I was at a lecture in October of this year. The lecturer pointed out a trap that a lot of us gardeners fall into, not looking objectively at our gardens. I am definitely one of those he was talking about. I hang on to plants that are well past their sell-by date, I keep weedy plants because a friend gave them to me and, once a tree or shrub is planted, I am really reluctant to move it, even though I know in my heart and soul it is in the wrong place. I tell myself it will be better next year, but, of course, it never is. If a plant is weedy, it will be weedy next year and the year after. If a plant is dying, all be it slowly, it is dying none the less, and a tree or shrub in the wrong place will always be wrong.

 

Now ever before the lecture I had taken myself in hand. I got a new camera and it is amazing how the camera shows up faults that the eye ignores. So I had made a start on reorganising. Anything that has not performed ever, or only sporadically, was taken out. Iris fulva was one such.
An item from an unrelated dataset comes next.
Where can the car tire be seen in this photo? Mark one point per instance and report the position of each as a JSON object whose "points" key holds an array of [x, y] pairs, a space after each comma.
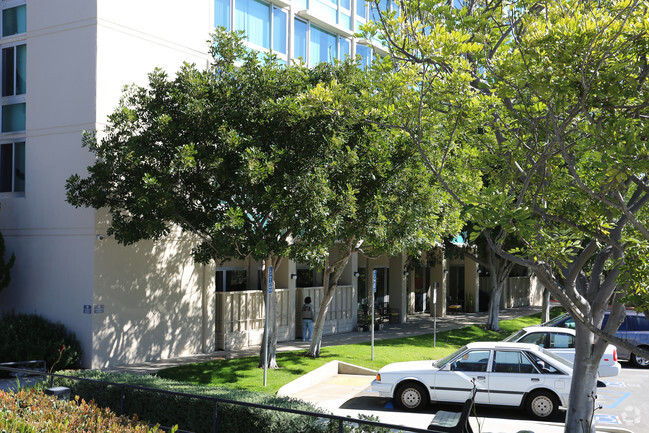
{"points": [[640, 361], [411, 396], [542, 404]]}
This is a beautiful copper-coloured iris from Louisiana, USA. It flowered once in thirty years here, and I have the photo to prove it, but it was taking up a square metre of space and spreading and its leaves were very unruly. This was the first wrench and it was very, very difficult. I will admit that I secreted a few roots in an out-of-the-way bed. Now this is not the idea at all and I am doing better now, composting unwanted but I can't say unloved plants; but as the bard says one can ‘love not wisely but too well'!

 

I also had a good look at plants that need staking every year. Now as I live high up on a hill over a lake, we get quite a bit of wind. I have persisted in growing delphiniums and, three out of five years, they end up in a tangled heap. So I am finally calling a halt to all the work necessary in growing them. I have also given up on Aconitum ‘Bressingham Spire'. I strongly suspect my plant was not ‘Bressingham Spire' at all. It grew to about 10 feet tall, flowered very late and was impossible to keep upright. However, the tall highlight of 2012 was the cardiocrinums, with all that water they thought they were in the Himalayas.

 

I have also, with a very heavy heart, given up on one of my favourite scented roses: ‘Margaret Merrill. I have to reluctantly admit, that over the years, bushes of this rose variety have required a lot of spraying to keep them healthy. Now granted these roses are twenty-five years old but they were always high maintenance. Because soil gets rose weary, I can't plant roses in the same bed for about four years. I have planted some choice agapanthus in their place. I will, more than likely, be tempted to plant this rose again in the future.

 

Now all this may sound very negative but it is not. The above is only a small taste of the changes that are going on here. Shrubs and trees have been moved; spaces have been opened up and, with the new plants I am contemplating planting, this garden will be better then ever next year. Sitting by the fire reading about the wonderful plants I have yet to try is one of winter's great pleasures. I am the supreme optimist!